Polyvagal Theory adds that honest signaling requires safety. When the nervous system is in a state of threat, it generates survival signals rather than accurate reports of need. Self care, in this framework, begins with creating enough safety for the body to report honestly.
"Non-parental guides exist."
Attachment research has established that secure attachment can be formed with multiple caregivers — not only parents. A consistent, attuned relationship with any trusted adult can provide the foundation of secure attachment that supports healthy development.
Montessori's directress, RIE's educator, Aware Parenting's practitioner, Hand in Hand's certified instructor — these are all non-parental guides whose role is to receive and respond to signals rather than override them. Mentorship research more broadly shows that a single consistent relationship with a supportive adult outside the family is one of the strongest predictors of resilience in children who experienced adverse childhood experiences.
The guide's function is not to replace the parent. It is to model what attentive, congruent response looks like — so the person being guided can eventually do it for themselves.

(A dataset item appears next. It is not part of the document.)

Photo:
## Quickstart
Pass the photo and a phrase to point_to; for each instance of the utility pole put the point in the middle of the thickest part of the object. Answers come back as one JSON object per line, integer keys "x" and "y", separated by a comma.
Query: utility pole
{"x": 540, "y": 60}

"Like a language you studied but never got to practice."
Neuroplasticity research has established that the brain builds and strengthens neural pathways through repetition. Hebbian learning — summarized as neurons that fire together wire together — describes how practiced responses become easier over time. The capacity to hear and respond to the body's signals is not fixed at birth or childhood. It is a skill that develops through use.
Interoceptive training research supports this directly. Studies show that deliberate practice of attending to internal body signals — noticing, naming, and responding to them — increases interoceptive accuracy over time. The more you do it, the more fluent you become.
"Each time you hear a signal and respond to it honestly, the next one becomes a little easier to hear."
This is neuroplasticity in practice. Each congruent response to an honest signal strengthens the neural pathway that makes the next response possible. The practice is self-reinforcing. You do not need to be skilled before you begin. You become skilled by beginning.